Best Uses And Placement

Alligator statues are always a crowd pleaser in businesses and restaurants especially those with a southern theme. They naturally command attention even when they aren’t prominently displayed, can add character, and always make for great photo opportunities.

At home you may want to use an alligator garden statue in a flower bed,  porch, or right on the front lawn to show your southern pride or love of gators. When placed on your front lawn your gator may even be able to deter dogs from using your grass as their favorite bathroom spot.

Adding an alligator on your deck or in your yard near your pond or pool is a natural choice. You may want to place your statue so it looks like its sunning itself near the water or even partially submerged in the water. While a statue won’t provide realistic movement like an alligator decoy, it can often help to keep backyard pests away from ponds and pools.

Fish-eating birds, pooping ducks and geese, and mischievous raccoons may stay away when your gator statue is in a visible spot. And don’t be afraid to bring smaller statues indoors where they can be displayed on counters, desks, or shelves.

Fooling Friends And Looking Real

There are a couple of ways you can help to make your gator seem real as possible. One is to place the statue so that it is only partially visible. This will make it look as if it’s trying to stay hidden just like a real animal would do.

It also prevents your guests from being able to see the entire statue clearly. And most people aren’t going to get close enough to make sure. Another option is to put in a location where they are sure to run into it. Placing next to a garden path for example can often cause quite a reaction.

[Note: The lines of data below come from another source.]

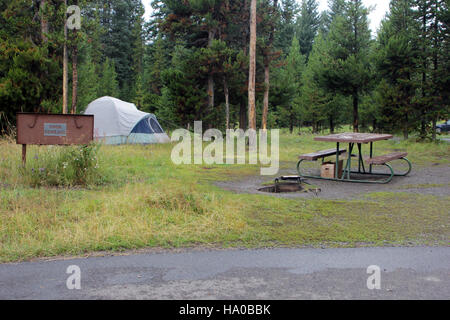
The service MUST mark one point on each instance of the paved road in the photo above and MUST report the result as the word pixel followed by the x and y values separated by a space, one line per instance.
pixel 406 273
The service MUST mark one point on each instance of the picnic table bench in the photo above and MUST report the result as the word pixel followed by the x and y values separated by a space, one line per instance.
pixel 321 154
pixel 381 160
pixel 358 139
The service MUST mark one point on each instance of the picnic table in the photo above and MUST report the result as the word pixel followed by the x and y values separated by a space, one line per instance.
pixel 358 139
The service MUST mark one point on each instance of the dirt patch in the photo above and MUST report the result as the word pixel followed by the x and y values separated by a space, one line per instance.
pixel 430 180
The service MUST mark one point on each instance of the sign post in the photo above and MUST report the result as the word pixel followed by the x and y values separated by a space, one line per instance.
pixel 53 129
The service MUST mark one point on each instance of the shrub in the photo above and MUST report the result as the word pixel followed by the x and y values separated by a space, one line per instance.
pixel 65 166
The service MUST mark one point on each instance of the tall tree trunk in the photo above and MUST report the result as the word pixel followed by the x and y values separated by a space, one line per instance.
pixel 243 115
pixel 355 112
pixel 227 102
pixel 65 62
pixel 266 96
pixel 423 126
pixel 44 21
pixel 267 73
pixel 74 74
pixel 406 128
pixel 211 35
pixel 252 69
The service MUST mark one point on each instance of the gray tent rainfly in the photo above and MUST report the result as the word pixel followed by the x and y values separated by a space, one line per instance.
pixel 119 122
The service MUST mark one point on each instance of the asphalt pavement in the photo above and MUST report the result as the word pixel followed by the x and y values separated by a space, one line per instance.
pixel 405 273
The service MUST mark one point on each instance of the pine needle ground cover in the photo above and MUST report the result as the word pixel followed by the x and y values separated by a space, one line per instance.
pixel 142 200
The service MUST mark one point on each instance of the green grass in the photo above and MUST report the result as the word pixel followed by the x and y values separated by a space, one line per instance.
pixel 150 202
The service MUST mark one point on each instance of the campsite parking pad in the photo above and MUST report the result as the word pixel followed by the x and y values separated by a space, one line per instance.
pixel 433 179
pixel 406 273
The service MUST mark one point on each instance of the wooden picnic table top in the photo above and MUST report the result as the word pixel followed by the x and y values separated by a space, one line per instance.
pixel 353 137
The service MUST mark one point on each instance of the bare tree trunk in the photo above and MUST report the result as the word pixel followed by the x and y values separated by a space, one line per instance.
pixel 74 75
pixel 267 74
pixel 44 22
pixel 266 96
pixel 210 77
pixel 252 69
pixel 227 102
pixel 405 128
pixel 243 116
pixel 355 113
pixel 65 62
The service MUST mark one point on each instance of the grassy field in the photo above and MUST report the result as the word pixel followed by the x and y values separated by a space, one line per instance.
pixel 147 201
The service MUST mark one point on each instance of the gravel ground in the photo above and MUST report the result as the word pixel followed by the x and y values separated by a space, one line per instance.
pixel 431 180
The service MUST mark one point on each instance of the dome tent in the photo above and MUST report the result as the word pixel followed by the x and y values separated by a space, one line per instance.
pixel 119 122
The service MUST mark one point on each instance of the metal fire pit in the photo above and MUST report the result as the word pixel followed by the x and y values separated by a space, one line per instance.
pixel 285 184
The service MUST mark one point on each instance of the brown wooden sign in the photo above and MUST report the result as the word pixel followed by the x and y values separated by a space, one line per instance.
pixel 53 129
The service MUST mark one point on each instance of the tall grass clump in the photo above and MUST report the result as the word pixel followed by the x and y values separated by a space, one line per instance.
pixel 65 167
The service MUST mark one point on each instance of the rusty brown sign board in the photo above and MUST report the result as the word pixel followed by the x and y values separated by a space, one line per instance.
pixel 54 129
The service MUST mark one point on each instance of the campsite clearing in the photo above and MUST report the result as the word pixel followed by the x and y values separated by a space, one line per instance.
pixel 150 202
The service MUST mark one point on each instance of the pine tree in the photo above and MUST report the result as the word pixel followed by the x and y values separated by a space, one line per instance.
pixel 397 66
pixel 109 85
pixel 348 70
pixel 307 25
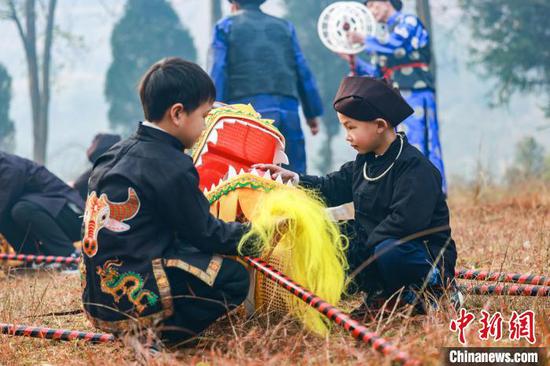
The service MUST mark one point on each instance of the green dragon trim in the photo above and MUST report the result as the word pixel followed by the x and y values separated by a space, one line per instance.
pixel 129 284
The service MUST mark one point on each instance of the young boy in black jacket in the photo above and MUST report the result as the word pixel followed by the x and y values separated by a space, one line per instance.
pixel 401 215
pixel 151 249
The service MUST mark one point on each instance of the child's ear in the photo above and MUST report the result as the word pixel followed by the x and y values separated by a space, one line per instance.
pixel 177 111
pixel 382 124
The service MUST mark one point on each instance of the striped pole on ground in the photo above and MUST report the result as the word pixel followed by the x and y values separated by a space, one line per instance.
pixel 482 275
pixel 31 258
pixel 356 329
pixel 57 334
pixel 504 290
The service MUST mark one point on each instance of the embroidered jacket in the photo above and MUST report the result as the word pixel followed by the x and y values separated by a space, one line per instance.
pixel 145 212
pixel 407 201
pixel 402 55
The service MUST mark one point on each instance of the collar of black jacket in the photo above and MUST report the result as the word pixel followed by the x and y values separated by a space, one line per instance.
pixel 390 155
pixel 149 133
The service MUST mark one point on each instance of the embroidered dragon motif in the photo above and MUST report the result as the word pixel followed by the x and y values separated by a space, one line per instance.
pixel 101 213
pixel 129 283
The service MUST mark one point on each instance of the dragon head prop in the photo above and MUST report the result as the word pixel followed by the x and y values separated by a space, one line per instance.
pixel 236 135
pixel 291 227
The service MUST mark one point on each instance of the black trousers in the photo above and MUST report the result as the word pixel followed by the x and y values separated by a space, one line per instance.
pixel 32 230
pixel 197 305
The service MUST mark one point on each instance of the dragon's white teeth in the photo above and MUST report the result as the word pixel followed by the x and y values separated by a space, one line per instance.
pixel 213 137
pixel 231 172
pixel 280 157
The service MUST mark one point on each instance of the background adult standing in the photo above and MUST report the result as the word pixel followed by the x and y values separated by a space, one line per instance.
pixel 403 55
pixel 256 59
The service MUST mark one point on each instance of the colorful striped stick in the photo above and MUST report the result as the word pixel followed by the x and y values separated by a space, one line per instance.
pixel 38 258
pixel 500 289
pixel 356 329
pixel 58 334
pixel 528 279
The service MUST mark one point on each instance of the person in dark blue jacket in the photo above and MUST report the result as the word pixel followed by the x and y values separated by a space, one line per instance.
pixel 402 243
pixel 39 213
pixel 256 58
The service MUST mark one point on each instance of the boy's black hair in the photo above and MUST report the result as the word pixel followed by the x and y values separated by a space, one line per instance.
pixel 174 80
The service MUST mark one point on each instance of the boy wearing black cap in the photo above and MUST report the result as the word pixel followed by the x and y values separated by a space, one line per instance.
pixel 403 239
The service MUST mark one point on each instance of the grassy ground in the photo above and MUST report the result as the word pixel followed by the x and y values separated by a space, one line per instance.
pixel 494 229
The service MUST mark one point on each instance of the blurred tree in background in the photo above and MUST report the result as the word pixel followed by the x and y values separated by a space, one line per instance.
pixel 529 162
pixel 27 16
pixel 148 31
pixel 7 130
pixel 513 41
pixel 327 67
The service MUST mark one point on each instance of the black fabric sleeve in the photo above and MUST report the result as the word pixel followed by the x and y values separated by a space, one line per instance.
pixel 188 211
pixel 12 183
pixel 413 203
pixel 335 188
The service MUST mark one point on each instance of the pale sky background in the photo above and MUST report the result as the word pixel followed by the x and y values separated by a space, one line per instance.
pixel 471 132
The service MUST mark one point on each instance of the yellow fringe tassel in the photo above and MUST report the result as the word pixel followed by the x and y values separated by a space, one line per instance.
pixel 294 221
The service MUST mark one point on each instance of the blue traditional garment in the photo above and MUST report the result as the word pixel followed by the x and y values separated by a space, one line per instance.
pixel 255 58
pixel 403 56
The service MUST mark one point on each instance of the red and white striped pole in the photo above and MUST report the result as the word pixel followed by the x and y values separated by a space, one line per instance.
pixel 356 329
pixel 56 334
pixel 482 275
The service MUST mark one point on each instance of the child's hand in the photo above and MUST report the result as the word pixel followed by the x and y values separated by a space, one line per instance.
pixel 276 170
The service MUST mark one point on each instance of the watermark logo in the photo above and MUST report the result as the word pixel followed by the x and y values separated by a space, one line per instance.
pixel 520 326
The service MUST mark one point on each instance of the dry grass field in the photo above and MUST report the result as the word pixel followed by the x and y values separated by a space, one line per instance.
pixel 494 229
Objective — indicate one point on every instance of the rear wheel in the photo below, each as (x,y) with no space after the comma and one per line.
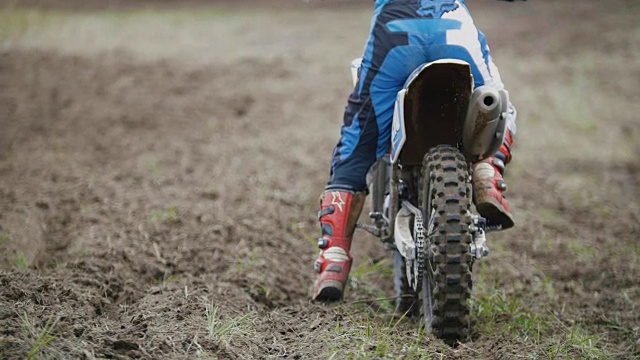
(444,198)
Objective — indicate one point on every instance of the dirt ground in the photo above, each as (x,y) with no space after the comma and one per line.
(160,166)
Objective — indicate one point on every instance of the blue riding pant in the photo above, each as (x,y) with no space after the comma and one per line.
(404,34)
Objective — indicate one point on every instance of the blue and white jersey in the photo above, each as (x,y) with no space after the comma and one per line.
(404,34)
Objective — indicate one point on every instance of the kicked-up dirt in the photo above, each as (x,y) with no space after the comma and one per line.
(160,166)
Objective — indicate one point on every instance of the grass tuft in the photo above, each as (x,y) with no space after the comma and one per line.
(40,338)
(223,329)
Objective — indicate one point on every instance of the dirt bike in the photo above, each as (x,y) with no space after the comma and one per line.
(421,197)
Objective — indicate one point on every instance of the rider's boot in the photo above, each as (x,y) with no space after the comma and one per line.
(488,186)
(339,212)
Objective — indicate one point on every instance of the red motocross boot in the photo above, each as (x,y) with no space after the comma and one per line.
(488,186)
(339,212)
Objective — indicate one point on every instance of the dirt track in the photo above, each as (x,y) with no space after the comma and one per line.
(153,174)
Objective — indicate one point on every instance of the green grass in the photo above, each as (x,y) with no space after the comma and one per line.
(364,335)
(40,339)
(4,239)
(21,262)
(167,215)
(496,313)
(223,329)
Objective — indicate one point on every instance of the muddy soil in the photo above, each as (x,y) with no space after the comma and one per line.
(141,196)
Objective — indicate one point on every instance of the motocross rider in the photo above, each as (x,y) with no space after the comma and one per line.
(404,34)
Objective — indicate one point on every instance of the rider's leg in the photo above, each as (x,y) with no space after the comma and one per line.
(489,185)
(469,44)
(365,137)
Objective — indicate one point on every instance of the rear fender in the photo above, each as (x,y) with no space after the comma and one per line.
(430,109)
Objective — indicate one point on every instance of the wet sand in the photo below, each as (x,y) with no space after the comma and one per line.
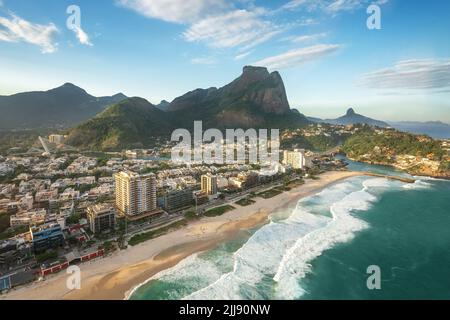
(112,277)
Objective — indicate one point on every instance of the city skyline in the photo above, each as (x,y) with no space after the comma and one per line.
(324,51)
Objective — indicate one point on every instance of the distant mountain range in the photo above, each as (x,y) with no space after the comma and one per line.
(434,129)
(256,99)
(61,107)
(351,117)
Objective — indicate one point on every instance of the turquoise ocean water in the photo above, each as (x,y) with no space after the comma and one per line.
(321,248)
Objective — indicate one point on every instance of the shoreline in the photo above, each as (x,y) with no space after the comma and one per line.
(115,277)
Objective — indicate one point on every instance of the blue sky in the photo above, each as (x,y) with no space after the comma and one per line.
(160,49)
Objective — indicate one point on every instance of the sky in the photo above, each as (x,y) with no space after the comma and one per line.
(160,49)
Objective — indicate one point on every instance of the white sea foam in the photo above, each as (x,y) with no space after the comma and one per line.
(282,250)
(419,184)
(295,263)
(262,253)
(194,269)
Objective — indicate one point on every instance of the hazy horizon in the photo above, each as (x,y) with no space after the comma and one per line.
(328,58)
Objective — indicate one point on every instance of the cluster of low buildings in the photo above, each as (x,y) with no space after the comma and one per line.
(62,203)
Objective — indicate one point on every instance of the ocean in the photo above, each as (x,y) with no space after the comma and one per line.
(322,248)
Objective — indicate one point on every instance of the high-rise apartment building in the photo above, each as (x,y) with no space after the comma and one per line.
(209,184)
(101,217)
(135,194)
(296,159)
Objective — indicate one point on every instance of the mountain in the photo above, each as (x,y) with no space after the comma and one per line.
(434,129)
(256,99)
(351,117)
(61,107)
(131,123)
(163,105)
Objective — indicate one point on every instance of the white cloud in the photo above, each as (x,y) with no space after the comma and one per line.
(308,38)
(297,56)
(242,55)
(238,28)
(416,74)
(203,60)
(179,11)
(16,29)
(330,6)
(82,36)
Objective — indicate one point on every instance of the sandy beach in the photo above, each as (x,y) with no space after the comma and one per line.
(110,278)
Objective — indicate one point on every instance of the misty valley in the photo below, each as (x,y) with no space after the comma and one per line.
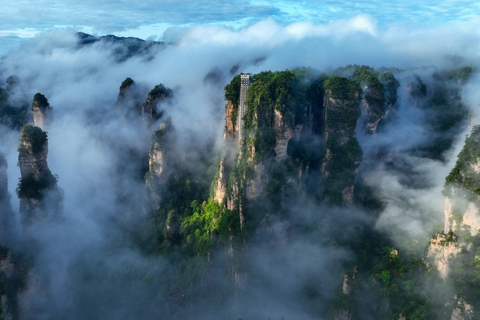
(135,184)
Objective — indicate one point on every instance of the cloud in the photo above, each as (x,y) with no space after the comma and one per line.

Some people even like to keep their gator close to the front door for more regular reptile surprises. You may even want to help set the stage first by telling them a gator has been spotted recently in neighborhood.

While it’s all in good fun, just remember to be responsible. Some people may have extreme reactions. Life-size alligator statues in particular can cause quite a fright, since a run in with a big gator in real life could really mean you’re lunch.


Personalizing Your Pet

Alligator statues are one piece of garden décor that you’ll want to personalize with a name. Al and Ally are common choices and so are any names that sound southern or Cajun.

Many new gator owners even like to give their new pet a collar to show guests that he’s just a friendly statue. But of course you may want to leave them guessing.


Statue Friends For Your New Toothy Pet

Once you have a gator statue collecting other statues to go along with it is always fun. This could be your chance to get creative with your outdoor space with a certain theme, such as a tropical one for example.

Because gators are semi-aquatic themselves, it’s very popular to add statues of other water-loving creatures too. For instance some frogs, or a turtle statue or two can help to keep your alligator company. Of course these can be used near water or simply in the garden.

Statues of wetland bird species such as egrets, flamingos, and herons can also be attractive options that naturally go well with gators. As an added bonus a heron statue in particular can actually help to keep real herons and fish eating birds away from ponds.

You may want to give you’re a gator a mate, some babies, or a crocodile statue cousin. If your gator is on land a floating gator decoy can be placed in your pond or pool give company while also scaring away pests. And of course don’t overlook statues of other potential scaly reptile buddies such as iguanas and snakes.

Adding an alligator statue to your space is always a unique way to go to say the least. And with this guide you now have everything you need to find your perfect gator.